Several reports were designed or tweaked starting in 2012 to highlight the oldest papers for the editors of the journal. The monthly late-list report, showing all papers in review that were more than 90 days old, was typically an unsorted Excel table sent as a PDF. The editors had no ability to sort or play with the data. The report was reformatted by staff, sorted according to how old the papers were, and color coded. An Excel version is now sent to the editors with notes about the papers in most urgent need of attention added to the body of the e-mail, as opposed to just being sent as attachments; this increases the visibility of problem papers and gives the editorial coordinators a better idea of which papers need follow-up.


Volunteer editors undertake large responsibilities for overseeing the peer review of scholarly journals. Publishers of the journals are struggling to remain competitive while being mindful of the pressures put on volunteer editors. In our case, anecdotal evidence from the editors regarding the bottlenecks in processing time was inaccurate.

Manuscript-submission systems are increasingly sophisticated with respect to generating data reports. Many systems provide “canned” reports that show high-level statistics that are useful in some types of reporting; however, it is difficult to track specific concerns by reviewing only canned reports.

The Editor and Reviewer Performance Report has completely changed the conversation at editorial board meetings. The CEs and their AEs have data that show where the bottlenecks are in the process. Arming the editors with this information is critical for allowing them to do what they do best: solve problems.

From the publisher perspective, having these reports and more granular data has highlighted weaknesses in the process. More attention is being paid to late papers, and coordinators are more aggressive in contacting editors who appear to be struggling to keep up.
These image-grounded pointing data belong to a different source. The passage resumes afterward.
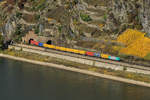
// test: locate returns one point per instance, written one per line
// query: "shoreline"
(82, 71)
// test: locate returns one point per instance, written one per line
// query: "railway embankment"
(104, 70)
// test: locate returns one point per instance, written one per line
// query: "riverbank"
(143, 80)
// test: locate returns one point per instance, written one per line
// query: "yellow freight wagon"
(104, 56)
(45, 45)
(82, 52)
(75, 51)
(57, 48)
(69, 50)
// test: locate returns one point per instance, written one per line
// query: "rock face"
(67, 21)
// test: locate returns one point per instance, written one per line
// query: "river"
(25, 81)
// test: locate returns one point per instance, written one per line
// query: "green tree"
(1, 41)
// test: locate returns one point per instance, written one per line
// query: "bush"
(85, 17)
(147, 57)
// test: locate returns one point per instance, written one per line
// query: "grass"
(38, 57)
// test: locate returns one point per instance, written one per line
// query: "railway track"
(83, 57)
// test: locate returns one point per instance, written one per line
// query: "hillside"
(92, 24)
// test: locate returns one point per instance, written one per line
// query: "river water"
(25, 81)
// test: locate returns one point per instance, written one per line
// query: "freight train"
(81, 52)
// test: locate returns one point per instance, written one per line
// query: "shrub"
(85, 17)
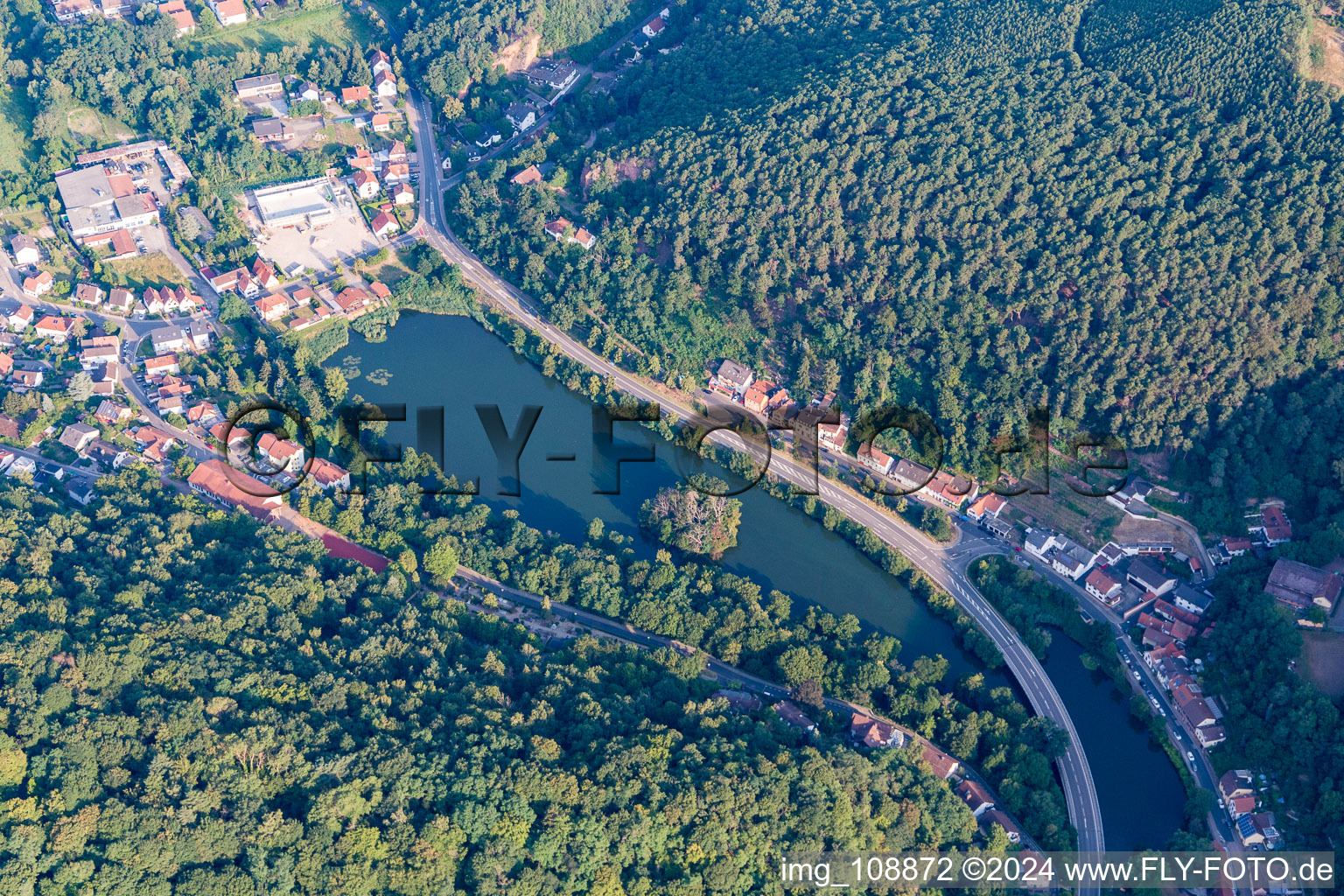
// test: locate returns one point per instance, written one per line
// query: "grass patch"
(17, 150)
(1323, 662)
(23, 220)
(144, 270)
(90, 128)
(330, 27)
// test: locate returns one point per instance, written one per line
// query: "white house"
(24, 250)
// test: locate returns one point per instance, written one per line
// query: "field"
(92, 128)
(15, 148)
(1324, 54)
(144, 270)
(330, 27)
(1323, 662)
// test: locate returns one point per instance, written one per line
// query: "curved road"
(947, 566)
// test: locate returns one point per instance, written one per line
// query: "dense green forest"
(970, 206)
(197, 704)
(451, 43)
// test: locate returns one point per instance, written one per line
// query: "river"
(456, 364)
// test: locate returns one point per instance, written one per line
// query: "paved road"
(1144, 682)
(945, 566)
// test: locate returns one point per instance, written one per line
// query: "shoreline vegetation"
(987, 725)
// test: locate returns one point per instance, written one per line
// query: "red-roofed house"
(55, 328)
(987, 504)
(328, 476)
(234, 488)
(39, 285)
(1102, 587)
(872, 732)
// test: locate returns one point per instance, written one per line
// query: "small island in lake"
(692, 519)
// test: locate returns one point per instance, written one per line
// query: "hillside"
(970, 207)
(193, 707)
Journal managers who perform a more detailed analysis will have data to either support or refute editor perceptions on their performance activity. Furthermore, by providing specific turnaround times for smaller pieces of the tasks involved with peer review, the editors have data for valuable discussions about how to manage the workload.


  1. Snodgrass R. Journal relevance. SIGMOD Record. September 2003. 32(3):11–15.
  2. Thomson Reuters. 2011 Journal Citation Reports, Science Edition. 2011.

ANGELA COCHRAN is director, journals, and LIZ GUERTIN is manager of journals systems administration of the American Society of Civil Engineers, Reston, Virginia.